Séance en hémicycle du 13 février 2015 à 9h30
Croissance activité et égalité des chances économiques — Article 65

Photo issue du site de l'Assemblée nationale ou de WikipediaGilles Lurton :

Avec l’article 65 et les suivants, nous abordons les questions relatives à l’institution et à la compétence des tribunaux de commerce. Vous l’avez confirmé en commission spéciale, monsieur le ministre : le Gouvernement souhaite désigner plusieurs tribunaux de commerce spécialisés dans les affaires les plus importantes et les plus sensibles.

Au préalable, je souhaite rappeler que, malgré tout ce que nous avons pu entendre pendant ces derniers mois, les 134 tribunaux de commerce de notre pays fonctionnent bien et sont un vecteur essentiel permettant de trouver les solutions les meilleures pour les entreprises en difficulté et leurs salariés.

Les juges consulaires sont tous bénévoles, élus par leurs pairs. Ils consentent à d’importants efforts de formation. Leur expérience de l’entreprise et de l’économie est prouvée. Leur proximité avec le terrain est aussi très importante : ils sont en lien avec la vie quotidienne de leurs territoires, ils connaissent l’histoire des entreprises qui le maillent et les conditions économiques et sociales dans lesquelles elles se développent. Cette connaissance du terrain et le lien entretenu par les juges avec les élus et les différents acteurs du territoire jouent un rôle très important, d’autant que les discussions peuvent parfois être difficiles.

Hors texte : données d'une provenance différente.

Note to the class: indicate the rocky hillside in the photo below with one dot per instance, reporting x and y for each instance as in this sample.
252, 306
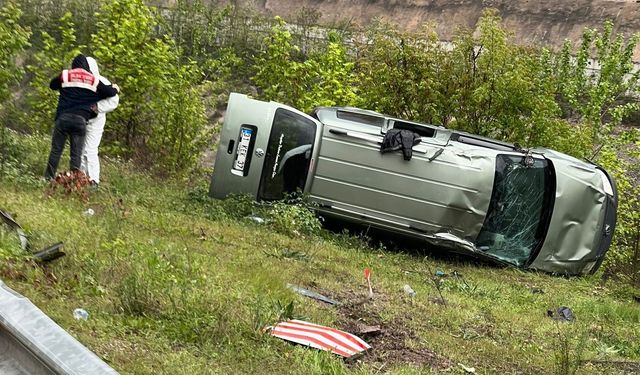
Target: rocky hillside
539, 21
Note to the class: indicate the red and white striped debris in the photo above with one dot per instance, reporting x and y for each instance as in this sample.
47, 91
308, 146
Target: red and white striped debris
320, 337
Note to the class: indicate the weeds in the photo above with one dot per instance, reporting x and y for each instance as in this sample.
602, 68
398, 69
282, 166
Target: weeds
288, 254
569, 349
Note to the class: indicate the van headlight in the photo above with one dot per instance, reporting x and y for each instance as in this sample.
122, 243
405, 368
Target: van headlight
606, 184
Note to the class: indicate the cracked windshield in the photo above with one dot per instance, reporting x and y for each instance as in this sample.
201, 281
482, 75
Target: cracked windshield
515, 223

Les articles 65 et suivants ne traitent que d’une toute petite partie de la réforme qui devait être réalisée. Par la voix de Mme Taubira, le Gouvernement avait annoncé un grand projet de loi sur la justice du XXIe siècle, qui devait réformer les juridictions en profondeur. Cette annonce est restée lettre morte. Or les tribunaux de commerce ont besoin d’une réforme globale, qui pose non seulement la question de la spécialisation, mais également celle de la formation des juges, du fonctionnement et de la rénovation de la carte territoriale. Les tribunaux de commerce n’ont pas besoin d’une réforme décousue dans des textes épars.

Monsieur le ministre, les juges consulaires nous ont dit qu’ils n’étaient pas systématiquement opposés à une évolution de leur juridiction. Cependant, ils préconisent la saisine obligatoire, par le président du tribunal, du premier président de la cour d’appel qui, lui, peut choisir de délocaliser les affaires relevant du comité interministériel de restructuration industrielle, le CIRI, présidé par le Premier ministre, à savoir les affaires concernant au moins 400 salariés, et non pas 100, 150, 200 ou 250 salariés, comme le rapporteur thématique l’a préconisé en commission spéciale.

Vous estimez en effet que retenir le seuil de 400 salariés conduirait à restreindre considérablement la compétence des tribunaux de commerce spécialisés, auxquels vous souhaitez confier les affaires les plus importantes et les plus sensibles. Vous estimez que retenir ce seuil de 400 salariés reviendrait finalement à ne pas leur confier plus de quelques dizaines d’affaires par an, ce qui ne serait pas suffisant, selon vous, pour développer une véritable compétence.

Pour ce qui nous concerne, nous considérons que votre refus de fixer ce seuil à 400 salariés est une marque de défiance à l’égard des juges des tribunaux de commerce, qui accomplissent pourtant leur travail avec professionnalisme. Vous ne pouvez pas généraliser à l’ensemble de nos 134 tribunaux de commerce la situation de quelques tribunaux dans lesquels vous auriez détecté des problèmes de conflits d’intérêts ou d’incompétence.

En commission spéciale, monsieur le ministre, vous avez reconnu et même salué la compétence et le dévouement des juges consulaires. Au terme de l’examen de ce projet de loi, il vous appartiendra vraisemblablement de fixer ce seuil de référence par décret, à la lumière de nos discussions.

Je vous invite, monsieur le ministre, à venir rencontrer les juges consulaires de nos territoires pour mieux appréhender le rôle économique essentiel qu’ils jouent dans notre pays.